TSpAlignBox. This is a special control that allows to add a set of speed buttons to the right side of any windowed control. TSpAlignBox control is most useful when used with an instance of the TComboBox control. Usage of TSpAlignBox together with ComboBox allows to add additional buttons at the right side of the ComboBox's dropdown button. These additional buttons could be used to execute special actions with the edit content or dropdown list of the ComboBox.

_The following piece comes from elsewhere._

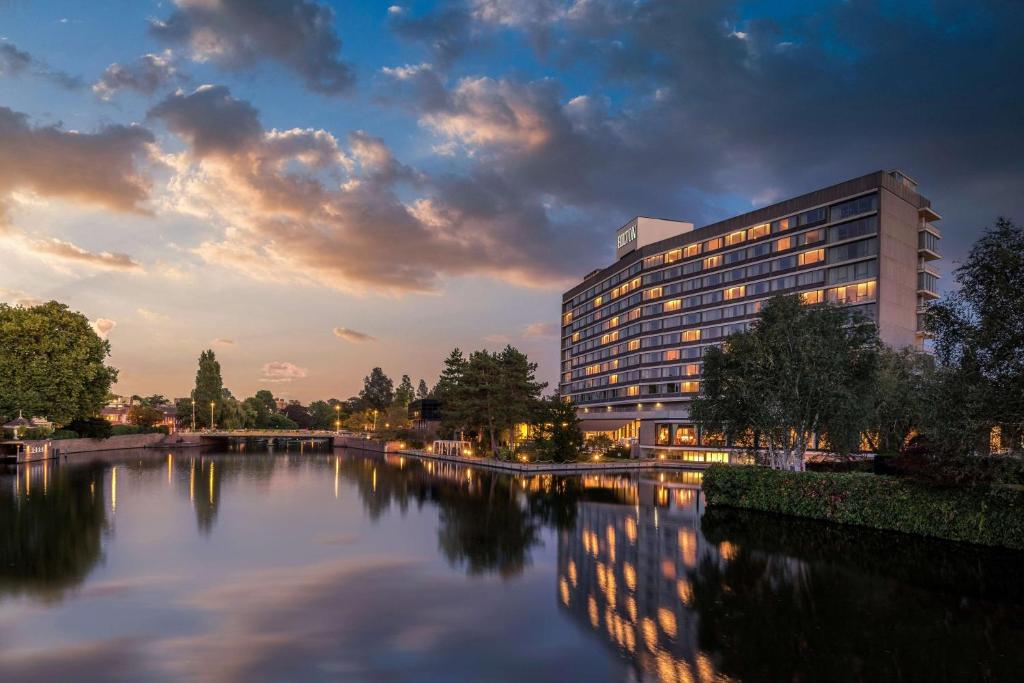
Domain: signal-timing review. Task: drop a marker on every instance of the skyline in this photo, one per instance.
(307, 187)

TSpPrintLabel. Many database applications require that labels be printed. An obvious example that springs to mind is the production of standard mailing or shipping labels that are peeled from a backing and applied to packages or large envelopes. A trip to your office supply store immediately shows that an entire industry has emerged just to produce sheets or rolls of every imaginable label format. TSpPrintLabel that can automatically generate mailing labels, disk labels, VCR cassette labels, file folder labels, labels for 35mm slides, business cards, index cards, name badges, envelopes and more. Altogether, TSpPrintLabel can print over 400 different standard labels and envelopes. Furthermore you can create your own custom label dimensions if you are working with labels not in the label library. With a small bit of layout effort on your part, and a few lines of programming, your labels will start printing flawlessly and effortlessly. Almost every database and business application you write will instantly benefit from this powerful new feature.

TSpCollapser. Use this component together with an Instance of TSpPrintLabel when you need to remove empty fields during printout. For example, the component solves the problem of blank lines in an address label when a field is empty.